With the price of meat you're turning down free protien? It'll cook out and you'll never even know it was there.

Seriously, though, I buy 20# of bread and 20# of AP flour in 5# bags, and just keep it in the pantry in zip-lock bags. I go through it fast enough that I don't worry about it going bad.


----------



## LadyCook61 (Aug 21, 2008)

JoeV said:


> With the price of meat you're turning down free protien? It'll cook out and you'll never even know it was there.
> 
> Seriously, though, I buy 20# of bread and 20# of AP flour in 5# bags, and just keep it in the pantry in zip-lock bags. I go through it fast enough that I don't worry about it going bad.


 
do you use bleached or unbleached ?  I couldn't find unbleached flour in 20# bags which is why I ended up buying the 50 # ones online.  Sure I could buy the 20# online but I figure I would go thru the flour quickly.


----------



## JoeV (Aug 21, 2008)

LadyCook61 said:


> do you use bleached or unbleached ?  I couldn't find unbleached flour in 20# bags which is why I ended up buying the 50 # ones online.  Sure I could buy the 20# online but I figure I would go thru the flour quickly.

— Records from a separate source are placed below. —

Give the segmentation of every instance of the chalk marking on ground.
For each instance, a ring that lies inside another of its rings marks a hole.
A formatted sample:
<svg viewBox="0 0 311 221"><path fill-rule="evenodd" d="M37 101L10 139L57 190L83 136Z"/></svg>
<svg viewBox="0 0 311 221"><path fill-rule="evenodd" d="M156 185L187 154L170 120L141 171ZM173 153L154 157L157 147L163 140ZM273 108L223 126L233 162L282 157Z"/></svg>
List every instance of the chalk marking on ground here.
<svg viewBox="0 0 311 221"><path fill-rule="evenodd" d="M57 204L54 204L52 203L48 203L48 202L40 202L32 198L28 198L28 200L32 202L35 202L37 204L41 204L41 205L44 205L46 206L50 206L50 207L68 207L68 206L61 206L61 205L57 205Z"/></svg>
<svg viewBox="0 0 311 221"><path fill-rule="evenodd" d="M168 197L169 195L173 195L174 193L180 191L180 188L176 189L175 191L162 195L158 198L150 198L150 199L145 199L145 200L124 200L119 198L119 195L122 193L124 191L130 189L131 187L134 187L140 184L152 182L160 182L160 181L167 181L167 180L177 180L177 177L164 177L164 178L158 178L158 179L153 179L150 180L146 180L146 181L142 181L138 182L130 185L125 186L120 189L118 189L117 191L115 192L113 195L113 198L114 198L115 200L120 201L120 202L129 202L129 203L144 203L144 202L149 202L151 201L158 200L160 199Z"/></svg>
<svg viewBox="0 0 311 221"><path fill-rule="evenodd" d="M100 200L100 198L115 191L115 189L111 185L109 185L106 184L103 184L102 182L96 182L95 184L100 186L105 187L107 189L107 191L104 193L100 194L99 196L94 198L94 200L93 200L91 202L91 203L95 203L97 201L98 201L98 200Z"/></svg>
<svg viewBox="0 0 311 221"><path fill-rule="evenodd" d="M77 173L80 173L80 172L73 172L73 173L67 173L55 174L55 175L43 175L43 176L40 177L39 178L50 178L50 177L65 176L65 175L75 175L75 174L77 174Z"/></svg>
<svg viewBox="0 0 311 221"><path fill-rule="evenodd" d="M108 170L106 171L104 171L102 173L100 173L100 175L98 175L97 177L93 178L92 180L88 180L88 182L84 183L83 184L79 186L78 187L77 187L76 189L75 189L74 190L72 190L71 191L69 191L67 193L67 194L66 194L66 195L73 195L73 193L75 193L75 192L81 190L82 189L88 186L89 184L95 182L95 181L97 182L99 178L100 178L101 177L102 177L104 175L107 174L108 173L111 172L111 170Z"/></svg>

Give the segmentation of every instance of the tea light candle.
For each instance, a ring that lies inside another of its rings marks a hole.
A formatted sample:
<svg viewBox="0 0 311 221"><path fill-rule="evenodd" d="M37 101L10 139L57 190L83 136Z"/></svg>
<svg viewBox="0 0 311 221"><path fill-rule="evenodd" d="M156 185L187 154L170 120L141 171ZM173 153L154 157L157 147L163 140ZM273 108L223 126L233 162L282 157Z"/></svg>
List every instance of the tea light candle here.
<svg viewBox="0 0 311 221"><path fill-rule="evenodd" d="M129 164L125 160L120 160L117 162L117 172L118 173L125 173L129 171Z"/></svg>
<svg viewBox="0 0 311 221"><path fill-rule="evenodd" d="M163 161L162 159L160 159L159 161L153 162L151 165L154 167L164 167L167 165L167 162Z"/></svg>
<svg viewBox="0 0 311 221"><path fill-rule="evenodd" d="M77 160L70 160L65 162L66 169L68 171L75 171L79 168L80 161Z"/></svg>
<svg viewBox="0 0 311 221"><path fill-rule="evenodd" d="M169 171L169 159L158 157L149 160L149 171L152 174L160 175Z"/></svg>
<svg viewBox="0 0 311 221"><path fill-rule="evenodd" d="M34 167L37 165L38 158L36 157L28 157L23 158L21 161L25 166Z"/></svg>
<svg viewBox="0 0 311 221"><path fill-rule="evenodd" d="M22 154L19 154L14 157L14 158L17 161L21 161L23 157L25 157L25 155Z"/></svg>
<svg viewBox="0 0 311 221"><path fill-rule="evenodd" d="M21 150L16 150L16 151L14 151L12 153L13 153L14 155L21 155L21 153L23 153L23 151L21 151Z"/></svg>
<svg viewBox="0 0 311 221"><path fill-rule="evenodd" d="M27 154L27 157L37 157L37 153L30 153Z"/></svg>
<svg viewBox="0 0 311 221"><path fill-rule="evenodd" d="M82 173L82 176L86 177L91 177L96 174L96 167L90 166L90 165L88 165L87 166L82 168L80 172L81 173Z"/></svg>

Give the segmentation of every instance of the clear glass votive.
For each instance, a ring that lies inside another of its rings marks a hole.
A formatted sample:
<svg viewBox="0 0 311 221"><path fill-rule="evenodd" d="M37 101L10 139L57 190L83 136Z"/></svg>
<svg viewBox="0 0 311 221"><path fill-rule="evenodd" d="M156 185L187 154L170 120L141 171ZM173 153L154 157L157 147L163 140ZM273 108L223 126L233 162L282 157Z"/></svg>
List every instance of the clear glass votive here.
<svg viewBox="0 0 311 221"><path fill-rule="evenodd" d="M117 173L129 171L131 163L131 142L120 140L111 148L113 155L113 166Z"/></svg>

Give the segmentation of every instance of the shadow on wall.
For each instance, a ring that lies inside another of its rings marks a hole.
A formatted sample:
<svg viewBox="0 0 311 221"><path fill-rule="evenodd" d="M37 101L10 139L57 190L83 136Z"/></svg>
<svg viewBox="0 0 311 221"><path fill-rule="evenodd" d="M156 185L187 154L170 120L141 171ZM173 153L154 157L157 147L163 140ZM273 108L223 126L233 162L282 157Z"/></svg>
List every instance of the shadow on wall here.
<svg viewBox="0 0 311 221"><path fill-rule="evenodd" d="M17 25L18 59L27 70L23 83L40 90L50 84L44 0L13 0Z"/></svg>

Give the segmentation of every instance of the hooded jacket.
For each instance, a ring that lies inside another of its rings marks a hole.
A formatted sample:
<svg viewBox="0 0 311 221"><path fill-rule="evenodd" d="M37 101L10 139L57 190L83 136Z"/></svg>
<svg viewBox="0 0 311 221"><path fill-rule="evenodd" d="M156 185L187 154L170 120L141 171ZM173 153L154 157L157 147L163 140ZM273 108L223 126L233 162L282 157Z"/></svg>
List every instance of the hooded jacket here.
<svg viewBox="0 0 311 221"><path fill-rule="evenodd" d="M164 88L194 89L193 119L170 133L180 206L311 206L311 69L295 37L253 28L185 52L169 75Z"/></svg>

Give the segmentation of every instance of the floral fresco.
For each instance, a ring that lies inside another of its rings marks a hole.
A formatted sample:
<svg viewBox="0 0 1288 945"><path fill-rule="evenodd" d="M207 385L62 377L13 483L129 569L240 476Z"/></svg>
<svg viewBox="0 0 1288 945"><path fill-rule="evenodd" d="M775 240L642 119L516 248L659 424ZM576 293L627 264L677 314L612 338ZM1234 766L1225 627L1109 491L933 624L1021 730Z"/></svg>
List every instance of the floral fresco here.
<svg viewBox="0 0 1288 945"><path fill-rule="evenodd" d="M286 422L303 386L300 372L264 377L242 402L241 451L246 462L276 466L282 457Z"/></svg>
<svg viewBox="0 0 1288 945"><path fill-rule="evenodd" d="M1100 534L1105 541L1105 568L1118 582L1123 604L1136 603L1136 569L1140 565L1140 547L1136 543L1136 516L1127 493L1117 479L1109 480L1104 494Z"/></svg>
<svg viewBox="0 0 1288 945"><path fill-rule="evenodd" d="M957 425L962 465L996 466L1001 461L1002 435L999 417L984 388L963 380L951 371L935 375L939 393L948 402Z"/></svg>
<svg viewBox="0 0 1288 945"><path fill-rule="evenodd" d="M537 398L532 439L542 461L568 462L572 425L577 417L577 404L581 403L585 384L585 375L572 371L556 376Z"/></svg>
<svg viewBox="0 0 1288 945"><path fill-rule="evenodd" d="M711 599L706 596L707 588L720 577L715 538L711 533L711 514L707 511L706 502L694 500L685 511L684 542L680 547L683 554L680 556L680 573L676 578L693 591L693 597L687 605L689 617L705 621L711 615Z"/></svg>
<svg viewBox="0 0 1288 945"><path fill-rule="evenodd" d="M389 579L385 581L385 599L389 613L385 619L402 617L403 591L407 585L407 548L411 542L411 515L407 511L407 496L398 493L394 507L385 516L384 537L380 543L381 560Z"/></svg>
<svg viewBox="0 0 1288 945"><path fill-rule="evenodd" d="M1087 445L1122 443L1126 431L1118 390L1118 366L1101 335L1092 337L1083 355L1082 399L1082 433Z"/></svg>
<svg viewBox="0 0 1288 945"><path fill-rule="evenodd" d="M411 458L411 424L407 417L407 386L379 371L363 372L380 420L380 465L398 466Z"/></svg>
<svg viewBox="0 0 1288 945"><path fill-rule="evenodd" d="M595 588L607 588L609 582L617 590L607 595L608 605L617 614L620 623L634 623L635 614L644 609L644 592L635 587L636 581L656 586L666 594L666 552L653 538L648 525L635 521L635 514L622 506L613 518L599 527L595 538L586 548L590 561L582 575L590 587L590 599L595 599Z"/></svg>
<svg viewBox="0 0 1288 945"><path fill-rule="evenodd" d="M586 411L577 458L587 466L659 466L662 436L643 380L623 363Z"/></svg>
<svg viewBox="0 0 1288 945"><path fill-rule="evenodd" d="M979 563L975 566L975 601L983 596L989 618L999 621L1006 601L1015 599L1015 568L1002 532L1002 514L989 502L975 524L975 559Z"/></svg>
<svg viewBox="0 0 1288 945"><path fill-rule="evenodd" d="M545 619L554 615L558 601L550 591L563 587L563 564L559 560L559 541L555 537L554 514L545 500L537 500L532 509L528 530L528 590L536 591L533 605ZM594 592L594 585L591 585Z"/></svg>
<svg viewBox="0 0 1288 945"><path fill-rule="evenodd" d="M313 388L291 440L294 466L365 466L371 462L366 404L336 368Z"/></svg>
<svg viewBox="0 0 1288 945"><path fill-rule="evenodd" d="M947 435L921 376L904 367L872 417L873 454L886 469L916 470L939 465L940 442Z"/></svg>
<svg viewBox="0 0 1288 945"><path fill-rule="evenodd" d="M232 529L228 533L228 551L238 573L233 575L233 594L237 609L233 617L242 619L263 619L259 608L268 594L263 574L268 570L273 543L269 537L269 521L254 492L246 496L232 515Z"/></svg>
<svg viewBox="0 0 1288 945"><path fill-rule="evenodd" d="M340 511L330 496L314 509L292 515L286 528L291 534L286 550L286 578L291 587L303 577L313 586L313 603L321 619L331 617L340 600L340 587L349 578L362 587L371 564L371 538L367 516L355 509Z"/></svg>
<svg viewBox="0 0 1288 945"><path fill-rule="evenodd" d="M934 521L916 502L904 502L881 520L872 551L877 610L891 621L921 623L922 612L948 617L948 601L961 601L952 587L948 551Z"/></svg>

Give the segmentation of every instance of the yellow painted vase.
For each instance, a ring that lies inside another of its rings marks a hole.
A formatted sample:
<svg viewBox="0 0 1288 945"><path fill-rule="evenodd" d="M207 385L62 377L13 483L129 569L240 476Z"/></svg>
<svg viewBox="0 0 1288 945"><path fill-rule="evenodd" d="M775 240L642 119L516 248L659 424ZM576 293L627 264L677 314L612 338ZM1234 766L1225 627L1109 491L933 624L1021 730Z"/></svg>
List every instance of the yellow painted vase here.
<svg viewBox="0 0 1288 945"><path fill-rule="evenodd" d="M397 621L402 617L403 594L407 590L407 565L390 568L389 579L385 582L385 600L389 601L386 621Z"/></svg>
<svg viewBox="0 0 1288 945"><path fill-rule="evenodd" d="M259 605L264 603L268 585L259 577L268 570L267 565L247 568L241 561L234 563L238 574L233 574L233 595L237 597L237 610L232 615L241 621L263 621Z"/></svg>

I buy unbleached flour in 5# bags (AP and Bread flour). I buy 4 bags at a time of each, and keep it in plastic zip lock bags.


----------



## LadyCook61 (Aug 22, 2008)

JoeV said:


> I buy unbleached flour in 5# bags (AP and Bread flour). I buy 4 bags at a time of each, and keep it in plastic zip lock bags.


 
thanks , Joe.


----------



## JoeV (Sep 11, 2008)

Went to pick up some rye flour and found that the price went up 35% from $1.68 to $2.28 for 1 lb bag (Bob's Red Mill). I found four bags with the old price on them (kids are too lazy to bend over to change the price on the bottom shelf) and grabbed all of them. Just the other day the AP flour went from $1.78 to $2.28 for a 5 lb bag. I bought 50 lbs before the kid finished changing the prices on the bags. It's getting crazy. 

Joe


----------